The Twisting Tale of Our Handwriting Robots 

In a loft next to Roberta’s Pizza in Brooklyn reside a fleet of Handwriting robots, sitting idle until the next time they are called into action. 

I came to meet these robots (and my Wami co-founders) while working at Bond. I joined Bond right after they were acquired by Newell Brands (the owners of Rubbermaid, Sharpie, Yankee Candle, among other brands) for a rumored $20 million in 2016, and over a few years, we built up a handwritten note business working under the Newell umbrella. 

Alas, in late 2018, Newell decided they were going to close Bond and divest from their assets. This decision by Newell set the stage for us to purchase and relaunch these robots with Wami. 

The end days of Bond

I was one of the last people remaining at Bond, and part of my job at the very end was helping Newell Brands find a buyer for the assets. The majority of the physical assets at that point were inside of the Josten’s (yes, Josten’s, the yearbook company) plant in Clarksville, TN. Josten’s was another Newell Brand that was also being sold off during this time period. 

We put together an inventory of the physical assets and shopped it around to prospective buyers with a 7-day timeline for submitting bids and a requirement for the purchaser to acquire and remove the assets from the Clarksville plant within 7 days of acceptance of the bid

This asset removal provision is what proved to be a hurdle for the majority of interested parties, so the bid window closed without any proposals accepted by the Newell Leadership. 

The handwriting robots set up inside of Josten’s

Faced with the prospect of all this incredible technology about to be sent to a landfill, I and a few others had a vision for what we could do with the robots, so we decided to take a chance, and we submitted a last-minute winning proposal. 

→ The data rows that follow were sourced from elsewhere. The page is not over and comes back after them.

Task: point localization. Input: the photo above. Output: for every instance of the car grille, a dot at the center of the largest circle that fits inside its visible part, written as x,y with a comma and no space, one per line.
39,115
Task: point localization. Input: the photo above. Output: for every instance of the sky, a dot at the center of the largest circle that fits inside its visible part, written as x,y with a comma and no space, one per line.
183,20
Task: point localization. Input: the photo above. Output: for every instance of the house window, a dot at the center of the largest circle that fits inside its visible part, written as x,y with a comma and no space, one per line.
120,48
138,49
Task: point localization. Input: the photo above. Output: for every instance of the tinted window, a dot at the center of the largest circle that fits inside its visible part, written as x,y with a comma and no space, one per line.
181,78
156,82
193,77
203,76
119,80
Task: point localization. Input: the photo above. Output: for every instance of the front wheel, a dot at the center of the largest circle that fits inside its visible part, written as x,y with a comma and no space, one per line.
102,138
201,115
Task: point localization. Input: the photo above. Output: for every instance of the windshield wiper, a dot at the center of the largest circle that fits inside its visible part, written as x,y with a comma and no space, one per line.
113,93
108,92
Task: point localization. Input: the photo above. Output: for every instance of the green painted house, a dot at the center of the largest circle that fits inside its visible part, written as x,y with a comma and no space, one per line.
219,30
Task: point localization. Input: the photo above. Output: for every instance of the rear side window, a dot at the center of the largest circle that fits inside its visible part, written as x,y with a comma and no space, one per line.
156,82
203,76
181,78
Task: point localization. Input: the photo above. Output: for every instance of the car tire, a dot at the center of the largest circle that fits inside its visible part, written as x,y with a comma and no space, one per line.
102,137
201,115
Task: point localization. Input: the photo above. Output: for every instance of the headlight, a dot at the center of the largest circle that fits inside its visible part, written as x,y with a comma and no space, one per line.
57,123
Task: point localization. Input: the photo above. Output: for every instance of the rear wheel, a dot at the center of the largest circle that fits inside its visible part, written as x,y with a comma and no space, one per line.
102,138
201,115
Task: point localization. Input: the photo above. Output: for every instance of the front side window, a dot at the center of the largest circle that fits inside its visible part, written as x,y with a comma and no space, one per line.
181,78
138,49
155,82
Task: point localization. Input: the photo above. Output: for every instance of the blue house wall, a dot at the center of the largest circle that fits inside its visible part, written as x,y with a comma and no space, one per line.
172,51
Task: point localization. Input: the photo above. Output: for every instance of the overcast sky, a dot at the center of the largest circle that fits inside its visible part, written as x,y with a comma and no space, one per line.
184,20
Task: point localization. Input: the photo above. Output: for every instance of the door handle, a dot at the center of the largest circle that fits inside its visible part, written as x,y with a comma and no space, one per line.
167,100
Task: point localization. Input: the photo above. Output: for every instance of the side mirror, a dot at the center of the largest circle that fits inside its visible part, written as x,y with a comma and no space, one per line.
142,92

It was time for a road trip, and we headed down to Tennessee to pick up our robots. 

Picking up our robots

After the ink dried on our contract with Newell to purchase the assets, we flew down to Nashville, rented a 26-foot Penske truck, and got to work. 

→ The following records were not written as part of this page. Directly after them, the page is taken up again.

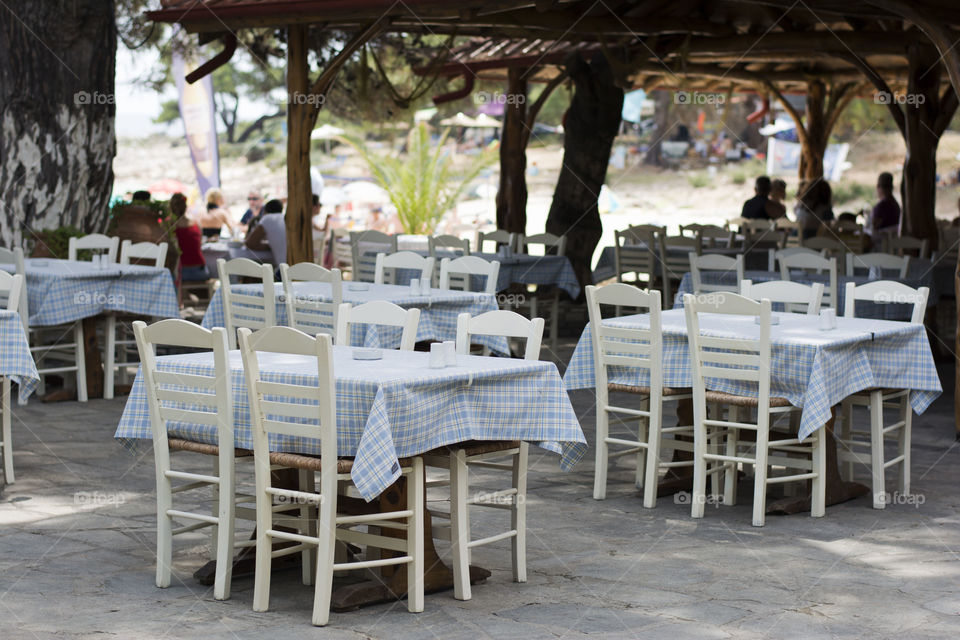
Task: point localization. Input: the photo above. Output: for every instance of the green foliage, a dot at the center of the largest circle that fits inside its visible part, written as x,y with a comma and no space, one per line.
424,184
699,179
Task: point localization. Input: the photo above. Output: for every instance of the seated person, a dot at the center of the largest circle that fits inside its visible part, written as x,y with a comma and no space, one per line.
193,267
756,207
774,206
271,234
886,213
216,216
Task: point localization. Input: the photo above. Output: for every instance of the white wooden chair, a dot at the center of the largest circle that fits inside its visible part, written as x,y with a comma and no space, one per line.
905,245
637,349
310,411
714,262
402,260
448,242
363,263
743,359
53,352
10,296
818,264
381,313
775,255
634,251
499,238
458,459
246,309
118,335
458,273
675,260
887,261
544,296
95,242
868,448
308,313
210,403
794,296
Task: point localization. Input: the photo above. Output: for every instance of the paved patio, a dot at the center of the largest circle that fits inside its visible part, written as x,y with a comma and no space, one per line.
77,556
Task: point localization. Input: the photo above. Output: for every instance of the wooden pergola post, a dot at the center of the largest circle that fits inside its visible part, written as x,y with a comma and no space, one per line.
300,120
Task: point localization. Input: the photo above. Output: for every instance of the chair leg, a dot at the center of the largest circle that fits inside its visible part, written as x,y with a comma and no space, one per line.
109,356
603,452
224,530
903,442
518,514
760,478
846,427
876,450
460,525
81,361
818,487
6,435
415,570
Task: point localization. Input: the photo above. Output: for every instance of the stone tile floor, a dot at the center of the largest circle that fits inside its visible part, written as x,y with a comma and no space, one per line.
77,535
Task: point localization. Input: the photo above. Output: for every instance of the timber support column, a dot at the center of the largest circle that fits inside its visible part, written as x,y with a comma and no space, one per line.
300,118
512,195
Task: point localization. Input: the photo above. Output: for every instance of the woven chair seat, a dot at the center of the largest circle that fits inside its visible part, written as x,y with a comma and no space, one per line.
179,444
628,388
476,447
744,401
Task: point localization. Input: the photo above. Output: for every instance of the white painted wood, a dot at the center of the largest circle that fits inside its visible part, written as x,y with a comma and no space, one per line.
242,309
711,359
320,423
456,274
402,260
215,405
96,242
795,296
311,314
379,312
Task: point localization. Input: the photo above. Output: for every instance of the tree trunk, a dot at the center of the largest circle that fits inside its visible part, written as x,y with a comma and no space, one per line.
57,110
591,124
512,195
300,119
920,164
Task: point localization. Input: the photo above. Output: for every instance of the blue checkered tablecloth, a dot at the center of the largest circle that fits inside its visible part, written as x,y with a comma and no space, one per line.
920,275
813,369
438,311
61,291
394,407
16,362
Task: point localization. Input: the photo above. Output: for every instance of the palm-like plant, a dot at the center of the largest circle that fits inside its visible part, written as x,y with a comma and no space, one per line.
425,184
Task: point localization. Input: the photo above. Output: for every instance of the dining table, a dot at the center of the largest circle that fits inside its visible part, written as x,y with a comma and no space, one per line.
389,409
66,291
439,309
814,369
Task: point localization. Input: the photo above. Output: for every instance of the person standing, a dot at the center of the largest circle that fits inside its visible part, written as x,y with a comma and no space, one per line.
756,207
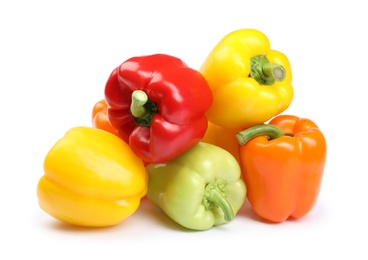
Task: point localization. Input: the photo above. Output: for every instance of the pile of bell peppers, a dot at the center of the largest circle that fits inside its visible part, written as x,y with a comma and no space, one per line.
196,143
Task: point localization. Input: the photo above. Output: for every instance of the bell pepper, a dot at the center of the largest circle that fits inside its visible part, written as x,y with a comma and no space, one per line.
158,104
199,189
91,178
250,82
222,137
100,119
282,164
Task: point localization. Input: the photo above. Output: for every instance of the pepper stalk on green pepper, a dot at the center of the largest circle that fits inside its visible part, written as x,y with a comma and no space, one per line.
199,189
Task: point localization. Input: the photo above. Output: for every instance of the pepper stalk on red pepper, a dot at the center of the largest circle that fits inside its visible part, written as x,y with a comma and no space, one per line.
158,104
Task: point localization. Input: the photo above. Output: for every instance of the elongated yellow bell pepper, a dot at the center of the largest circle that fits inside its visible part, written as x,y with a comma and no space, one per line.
250,82
91,178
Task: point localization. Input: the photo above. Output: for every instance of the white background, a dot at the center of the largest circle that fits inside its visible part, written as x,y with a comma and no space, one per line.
55,57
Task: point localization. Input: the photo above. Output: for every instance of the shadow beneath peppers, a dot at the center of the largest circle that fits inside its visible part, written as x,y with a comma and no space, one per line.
61,226
247,211
159,216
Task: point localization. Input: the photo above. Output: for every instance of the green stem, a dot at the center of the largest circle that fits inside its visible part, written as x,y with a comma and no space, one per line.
265,72
139,99
142,108
271,131
215,196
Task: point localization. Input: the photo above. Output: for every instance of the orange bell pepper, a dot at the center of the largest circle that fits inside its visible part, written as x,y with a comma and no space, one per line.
282,165
100,119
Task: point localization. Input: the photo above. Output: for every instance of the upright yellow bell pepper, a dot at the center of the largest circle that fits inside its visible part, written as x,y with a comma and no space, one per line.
250,82
91,178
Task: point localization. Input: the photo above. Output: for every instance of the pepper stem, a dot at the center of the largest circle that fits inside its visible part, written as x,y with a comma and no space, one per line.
215,196
265,72
271,131
142,108
139,98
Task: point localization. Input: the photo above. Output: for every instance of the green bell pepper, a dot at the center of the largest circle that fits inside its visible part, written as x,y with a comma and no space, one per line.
199,189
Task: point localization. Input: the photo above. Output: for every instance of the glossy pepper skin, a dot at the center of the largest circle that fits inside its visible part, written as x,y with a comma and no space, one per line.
100,120
158,104
199,189
222,137
91,178
282,165
250,82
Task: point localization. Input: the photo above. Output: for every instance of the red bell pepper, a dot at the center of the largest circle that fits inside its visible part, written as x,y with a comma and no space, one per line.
158,105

We moved everything off the floor of the Josten’s plant into a nearby storage unit, and we loaded up the truck with robots, tables, mailing equipment, and anything else we could fit and drove back north to start our own robot production studio in Bushwick. 

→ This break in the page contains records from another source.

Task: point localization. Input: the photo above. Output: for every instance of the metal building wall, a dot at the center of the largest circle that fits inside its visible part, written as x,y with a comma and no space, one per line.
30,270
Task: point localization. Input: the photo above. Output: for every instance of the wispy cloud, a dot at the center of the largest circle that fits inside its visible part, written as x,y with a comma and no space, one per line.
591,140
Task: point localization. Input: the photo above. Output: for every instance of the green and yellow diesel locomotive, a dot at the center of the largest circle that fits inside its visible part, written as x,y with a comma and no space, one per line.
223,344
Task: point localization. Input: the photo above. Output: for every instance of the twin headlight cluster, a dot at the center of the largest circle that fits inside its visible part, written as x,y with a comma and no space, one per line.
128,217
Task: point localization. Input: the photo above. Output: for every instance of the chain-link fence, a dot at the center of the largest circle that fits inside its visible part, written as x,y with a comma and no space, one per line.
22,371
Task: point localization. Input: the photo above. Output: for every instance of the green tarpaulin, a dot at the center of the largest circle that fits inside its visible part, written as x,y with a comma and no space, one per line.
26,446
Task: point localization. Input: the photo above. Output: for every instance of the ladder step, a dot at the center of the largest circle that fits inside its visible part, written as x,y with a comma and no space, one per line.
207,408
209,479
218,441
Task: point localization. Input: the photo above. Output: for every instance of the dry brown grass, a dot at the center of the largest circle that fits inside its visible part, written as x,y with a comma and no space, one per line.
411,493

The teardown of robots is almost complete
Got our rental truck packed up and ready to drive north

While we were at the Josten’s plant, we were able to sell some of the physical assets we just acquired back to the Josten’s team, which helped us jumpstart our cash reserves in the early days of starting Wami. 

Side note, Hattie B’s in Nashville has incredible fried chicken and is worth the hype. We made sure to make multiple pit stops there. 

Making some ambitious mistakes

Once we had our business up and running with the Bushwick production studio, we decided to make our own agreement with Josten’s to sublease space and leverage their super skilled seasonal labor staff to run our operations back down in Tennesee. 

Back up and running from the Clarksville plant

In retrospect, this was a mistake in that 1) we didn’t have enough latent demand for our notes to provide an efficient return on investment for the upfront ~$100k+ cost of standing up this remote facility and 2) we naively didn’t recognize how unequal our negotiating power was with the billion-dollar Josten’s company. 

This second point acutely burned us when Covid descended on the world. As the pandemic dragged on and demand for our handwritten notes disappeared, Josten’s notified us they were terminating our lease and gave us 30 days to once again vacate the premises. 

Beyond potentially expensive litigation against a much deeper-pocketed adversary, we had no choice but to close up shop in Tennessee. 

Brooklyn or bust 

Now that we had been forced to vacate the Josten’s plant twice, we decided it was time to restructure Wami in a way that gave it a much better chance at survival. We enhanced our Brooklyn production studio with more robots and got other jobs to reduce our cash flow. 

We invested in building automation to manage many facets of our business, and now Wami is set up as a usually profitable, mostly seasonal business, primarily helping luxury brands from fashion houses such as Kering, Richemont, and LVMH send out customer loyalty notes at scale. 

The robots are on standby, resting peacefully until the next handwritten note campaign they are called into action for.